Friday, August 11, 2017

Northanger Abbey, by Jane Austen

I bought this paperback in Prospero's Bookshop in Tbilisi, Georgia. English-language books are expensive there, and their selection of used books was paltry. The Penguin Classic edition had the twin benefits of being light on my wallet and light on my luggage allowances.  A pathetic way to select a book, but I'd not read any Jane Austen since my schooldays, and never Northanger Abbey.

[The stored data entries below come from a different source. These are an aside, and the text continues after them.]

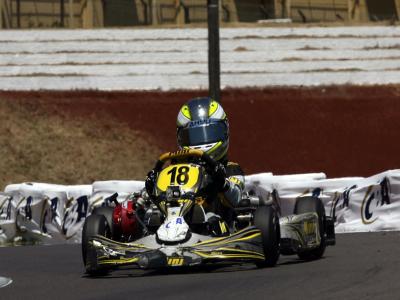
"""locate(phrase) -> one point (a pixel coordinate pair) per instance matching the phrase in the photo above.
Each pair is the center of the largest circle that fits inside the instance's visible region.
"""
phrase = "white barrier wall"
(171, 59)
(54, 213)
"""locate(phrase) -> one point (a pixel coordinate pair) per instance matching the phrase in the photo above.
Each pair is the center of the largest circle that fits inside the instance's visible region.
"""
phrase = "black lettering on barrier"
(346, 196)
(28, 209)
(74, 216)
(316, 192)
(381, 196)
(385, 191)
(367, 213)
(44, 228)
(82, 208)
(8, 217)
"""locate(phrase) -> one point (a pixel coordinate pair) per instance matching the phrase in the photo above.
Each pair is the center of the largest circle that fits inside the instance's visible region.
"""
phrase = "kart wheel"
(107, 212)
(312, 204)
(266, 219)
(94, 225)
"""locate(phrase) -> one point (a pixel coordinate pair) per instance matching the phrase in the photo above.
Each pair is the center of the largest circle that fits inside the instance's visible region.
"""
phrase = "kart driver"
(202, 124)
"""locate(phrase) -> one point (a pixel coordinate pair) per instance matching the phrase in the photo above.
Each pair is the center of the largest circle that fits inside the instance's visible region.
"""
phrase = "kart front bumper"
(243, 246)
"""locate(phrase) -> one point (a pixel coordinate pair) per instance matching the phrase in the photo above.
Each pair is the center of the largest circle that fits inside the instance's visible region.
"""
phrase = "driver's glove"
(219, 176)
(150, 182)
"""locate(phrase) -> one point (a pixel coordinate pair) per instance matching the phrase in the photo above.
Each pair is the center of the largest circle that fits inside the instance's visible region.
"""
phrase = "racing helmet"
(202, 124)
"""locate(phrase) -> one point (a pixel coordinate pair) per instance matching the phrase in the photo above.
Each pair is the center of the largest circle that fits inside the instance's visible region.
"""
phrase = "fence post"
(214, 72)
(154, 15)
(71, 13)
(62, 12)
(19, 13)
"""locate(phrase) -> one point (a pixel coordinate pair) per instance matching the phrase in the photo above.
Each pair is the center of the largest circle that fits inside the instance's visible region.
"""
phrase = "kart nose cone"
(4, 281)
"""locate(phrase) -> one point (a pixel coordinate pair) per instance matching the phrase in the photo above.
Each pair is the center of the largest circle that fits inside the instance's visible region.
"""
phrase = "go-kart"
(175, 231)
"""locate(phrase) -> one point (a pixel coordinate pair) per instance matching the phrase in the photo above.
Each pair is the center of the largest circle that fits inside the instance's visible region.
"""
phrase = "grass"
(51, 146)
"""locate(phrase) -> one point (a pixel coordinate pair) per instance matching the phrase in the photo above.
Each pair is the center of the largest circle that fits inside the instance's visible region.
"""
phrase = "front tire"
(266, 219)
(307, 205)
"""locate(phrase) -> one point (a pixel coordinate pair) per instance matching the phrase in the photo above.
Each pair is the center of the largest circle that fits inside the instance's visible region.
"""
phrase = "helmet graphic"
(202, 124)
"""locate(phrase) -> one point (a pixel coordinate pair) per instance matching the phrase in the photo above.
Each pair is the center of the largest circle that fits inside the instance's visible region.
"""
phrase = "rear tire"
(94, 225)
(266, 219)
(307, 205)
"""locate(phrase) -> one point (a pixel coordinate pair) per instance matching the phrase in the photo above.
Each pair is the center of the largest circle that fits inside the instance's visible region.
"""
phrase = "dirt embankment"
(78, 137)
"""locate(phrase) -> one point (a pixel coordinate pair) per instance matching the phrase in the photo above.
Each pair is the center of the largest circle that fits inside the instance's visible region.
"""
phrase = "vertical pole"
(62, 13)
(19, 13)
(71, 13)
(154, 15)
(214, 71)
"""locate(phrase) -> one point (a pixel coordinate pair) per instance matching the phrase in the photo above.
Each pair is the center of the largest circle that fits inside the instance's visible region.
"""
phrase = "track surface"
(361, 266)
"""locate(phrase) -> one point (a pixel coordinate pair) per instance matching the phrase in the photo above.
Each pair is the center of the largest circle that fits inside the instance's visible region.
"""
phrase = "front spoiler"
(243, 246)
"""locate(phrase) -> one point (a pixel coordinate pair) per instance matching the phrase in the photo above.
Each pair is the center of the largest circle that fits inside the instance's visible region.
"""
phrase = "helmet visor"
(202, 134)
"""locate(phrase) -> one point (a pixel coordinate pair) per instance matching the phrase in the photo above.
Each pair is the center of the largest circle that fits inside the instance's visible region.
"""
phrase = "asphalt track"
(360, 266)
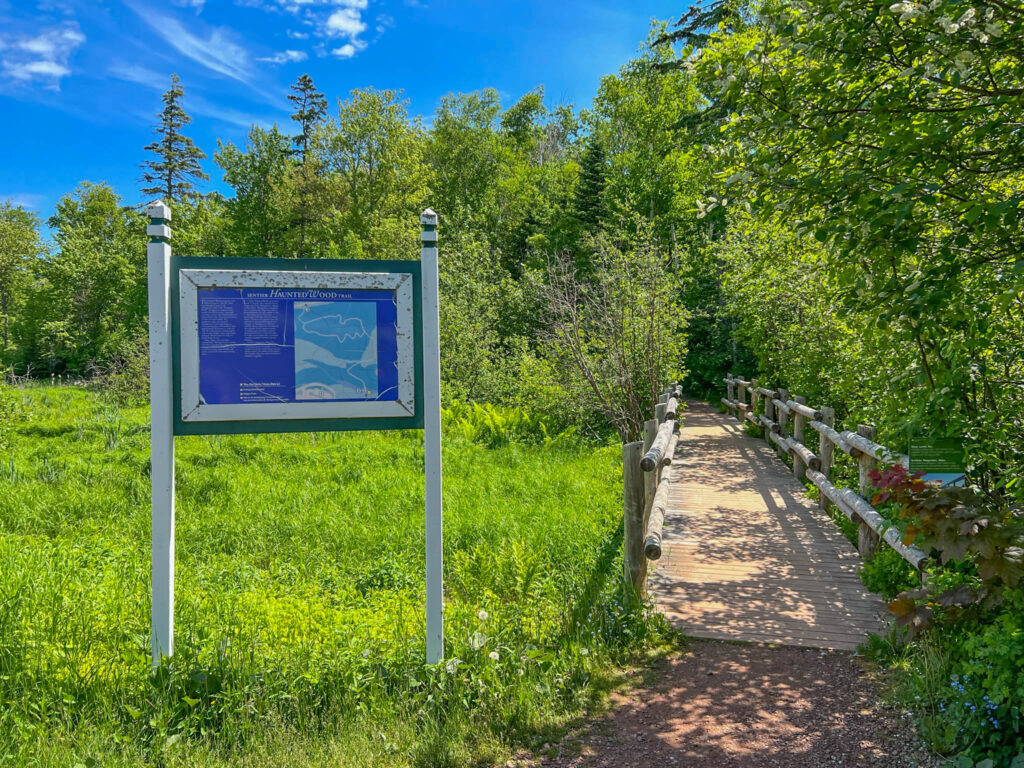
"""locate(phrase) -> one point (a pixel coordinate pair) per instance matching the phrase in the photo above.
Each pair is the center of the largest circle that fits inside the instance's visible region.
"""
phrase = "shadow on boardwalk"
(747, 556)
(734, 706)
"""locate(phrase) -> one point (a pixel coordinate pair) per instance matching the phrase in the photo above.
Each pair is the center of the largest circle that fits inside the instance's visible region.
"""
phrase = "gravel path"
(725, 706)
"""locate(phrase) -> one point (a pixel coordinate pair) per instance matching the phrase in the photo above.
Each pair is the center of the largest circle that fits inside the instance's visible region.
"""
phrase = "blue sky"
(80, 80)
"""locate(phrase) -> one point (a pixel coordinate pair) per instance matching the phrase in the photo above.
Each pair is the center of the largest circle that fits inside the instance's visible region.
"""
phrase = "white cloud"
(285, 56)
(217, 51)
(40, 57)
(384, 23)
(140, 75)
(345, 23)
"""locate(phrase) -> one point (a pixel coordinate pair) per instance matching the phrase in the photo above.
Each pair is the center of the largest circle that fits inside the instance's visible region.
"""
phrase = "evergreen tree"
(177, 163)
(310, 109)
(590, 192)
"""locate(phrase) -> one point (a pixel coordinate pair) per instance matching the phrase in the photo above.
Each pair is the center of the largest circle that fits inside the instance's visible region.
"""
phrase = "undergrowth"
(299, 601)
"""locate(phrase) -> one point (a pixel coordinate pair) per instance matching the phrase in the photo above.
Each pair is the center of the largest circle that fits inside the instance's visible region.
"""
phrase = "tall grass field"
(300, 592)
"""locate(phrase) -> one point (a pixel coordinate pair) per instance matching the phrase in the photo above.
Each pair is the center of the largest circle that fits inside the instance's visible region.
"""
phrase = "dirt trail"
(724, 706)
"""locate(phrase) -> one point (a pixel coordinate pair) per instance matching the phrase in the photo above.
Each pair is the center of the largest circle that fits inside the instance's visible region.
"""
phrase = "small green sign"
(937, 455)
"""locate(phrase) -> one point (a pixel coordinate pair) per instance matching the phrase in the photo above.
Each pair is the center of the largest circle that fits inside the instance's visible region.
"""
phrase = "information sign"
(275, 348)
(284, 345)
(941, 459)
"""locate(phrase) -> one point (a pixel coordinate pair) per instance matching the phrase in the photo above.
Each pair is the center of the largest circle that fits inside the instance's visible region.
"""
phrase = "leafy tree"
(173, 173)
(891, 132)
(372, 155)
(88, 301)
(259, 212)
(19, 246)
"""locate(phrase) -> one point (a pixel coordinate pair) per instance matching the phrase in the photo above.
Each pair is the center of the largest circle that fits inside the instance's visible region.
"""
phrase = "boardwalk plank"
(747, 555)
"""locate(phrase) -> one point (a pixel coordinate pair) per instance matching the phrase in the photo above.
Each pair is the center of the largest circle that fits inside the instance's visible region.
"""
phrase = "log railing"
(779, 410)
(645, 487)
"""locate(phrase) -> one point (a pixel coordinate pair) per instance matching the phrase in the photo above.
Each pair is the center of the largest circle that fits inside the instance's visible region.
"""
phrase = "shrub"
(8, 412)
(888, 573)
(986, 707)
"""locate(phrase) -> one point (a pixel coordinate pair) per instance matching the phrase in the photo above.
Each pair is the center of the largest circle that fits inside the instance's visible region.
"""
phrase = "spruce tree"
(176, 167)
(589, 202)
(310, 109)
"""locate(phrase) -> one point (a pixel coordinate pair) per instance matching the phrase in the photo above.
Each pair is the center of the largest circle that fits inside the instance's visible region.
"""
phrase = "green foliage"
(888, 132)
(620, 337)
(496, 426)
(888, 573)
(176, 168)
(9, 412)
(88, 299)
(19, 246)
(259, 212)
(299, 604)
(960, 524)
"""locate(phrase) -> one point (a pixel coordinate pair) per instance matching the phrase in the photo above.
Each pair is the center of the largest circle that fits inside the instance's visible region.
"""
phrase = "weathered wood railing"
(777, 408)
(645, 487)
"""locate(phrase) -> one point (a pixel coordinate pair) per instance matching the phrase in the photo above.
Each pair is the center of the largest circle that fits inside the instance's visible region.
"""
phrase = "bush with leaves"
(957, 524)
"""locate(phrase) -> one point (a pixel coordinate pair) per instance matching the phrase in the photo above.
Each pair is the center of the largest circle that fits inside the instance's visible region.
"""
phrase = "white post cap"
(158, 209)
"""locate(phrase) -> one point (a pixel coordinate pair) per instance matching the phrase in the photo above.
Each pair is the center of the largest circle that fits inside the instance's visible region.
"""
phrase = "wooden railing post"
(867, 540)
(650, 478)
(659, 411)
(826, 452)
(799, 428)
(634, 525)
(783, 395)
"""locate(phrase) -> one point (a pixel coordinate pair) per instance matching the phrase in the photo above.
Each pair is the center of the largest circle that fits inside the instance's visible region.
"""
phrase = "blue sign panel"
(297, 345)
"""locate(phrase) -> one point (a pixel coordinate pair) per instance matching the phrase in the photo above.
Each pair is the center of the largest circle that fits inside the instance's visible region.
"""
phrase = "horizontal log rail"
(645, 488)
(783, 419)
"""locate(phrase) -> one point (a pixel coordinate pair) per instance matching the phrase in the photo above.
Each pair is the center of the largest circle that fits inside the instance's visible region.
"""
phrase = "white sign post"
(225, 337)
(432, 436)
(162, 429)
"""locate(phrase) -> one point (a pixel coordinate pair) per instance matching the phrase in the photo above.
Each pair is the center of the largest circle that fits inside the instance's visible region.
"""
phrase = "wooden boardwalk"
(747, 556)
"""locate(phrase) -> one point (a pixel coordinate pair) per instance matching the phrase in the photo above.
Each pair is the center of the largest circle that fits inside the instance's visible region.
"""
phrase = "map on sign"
(335, 350)
(296, 345)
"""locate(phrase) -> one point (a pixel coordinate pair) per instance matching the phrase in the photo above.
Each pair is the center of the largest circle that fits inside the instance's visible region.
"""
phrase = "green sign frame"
(937, 455)
(260, 426)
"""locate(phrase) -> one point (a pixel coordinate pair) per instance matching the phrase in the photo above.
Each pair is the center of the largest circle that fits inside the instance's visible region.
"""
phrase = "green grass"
(299, 612)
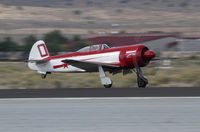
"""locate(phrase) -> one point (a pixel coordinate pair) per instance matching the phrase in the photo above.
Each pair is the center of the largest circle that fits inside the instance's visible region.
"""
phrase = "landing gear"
(43, 75)
(108, 86)
(105, 81)
(141, 80)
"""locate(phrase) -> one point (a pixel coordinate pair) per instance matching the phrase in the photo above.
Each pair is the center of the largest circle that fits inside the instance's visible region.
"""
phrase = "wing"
(90, 66)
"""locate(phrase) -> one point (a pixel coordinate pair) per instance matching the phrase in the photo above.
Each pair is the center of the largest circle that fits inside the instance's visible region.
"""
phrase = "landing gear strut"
(43, 75)
(141, 80)
(105, 81)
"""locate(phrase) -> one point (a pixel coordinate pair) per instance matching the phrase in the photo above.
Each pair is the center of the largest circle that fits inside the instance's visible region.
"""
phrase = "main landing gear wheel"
(108, 86)
(105, 81)
(141, 83)
(43, 76)
(141, 80)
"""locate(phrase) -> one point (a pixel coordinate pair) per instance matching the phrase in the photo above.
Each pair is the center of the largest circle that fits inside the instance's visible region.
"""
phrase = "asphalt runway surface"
(113, 114)
(100, 92)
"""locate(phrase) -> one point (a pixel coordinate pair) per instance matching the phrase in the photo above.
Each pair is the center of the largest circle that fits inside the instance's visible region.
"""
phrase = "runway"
(118, 114)
(101, 92)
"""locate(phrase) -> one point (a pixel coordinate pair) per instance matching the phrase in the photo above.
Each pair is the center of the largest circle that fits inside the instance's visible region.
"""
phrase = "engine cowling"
(136, 56)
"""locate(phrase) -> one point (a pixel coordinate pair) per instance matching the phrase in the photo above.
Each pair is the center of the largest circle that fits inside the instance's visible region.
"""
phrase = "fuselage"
(123, 57)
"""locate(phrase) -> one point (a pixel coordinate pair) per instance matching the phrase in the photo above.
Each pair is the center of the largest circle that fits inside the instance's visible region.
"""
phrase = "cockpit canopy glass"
(94, 48)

I know people who count Austen as one of the greats of English literature. Much as I enjoyed this novel, I'm not one of them.  I fall into the camp with those who say her writing gets high marks for style but lacks substance.  That said, it's still great fun to read, and her character sketches are possibly up there with Dickens'.  The older chaperone who is obsessive about her gowns. The friend's brother whose mind races about as maniacally as he drives his horse and carriage around the countryside. And the heroine, 17-year-old Catherine Morley, whose imagination---especially the darker corners of it---is fuelled by a steady stream of romance novels. (One of the men tells her that such books have no redeeming value, and I could picture the author giggling as she wrote that line.)

That was possibly the biggest surprise to me; I had never thought of Jane Austen as funny. It's an understated, wry humour, but it is there, and it saves the books from being the sort of vapid romance her characters deplore.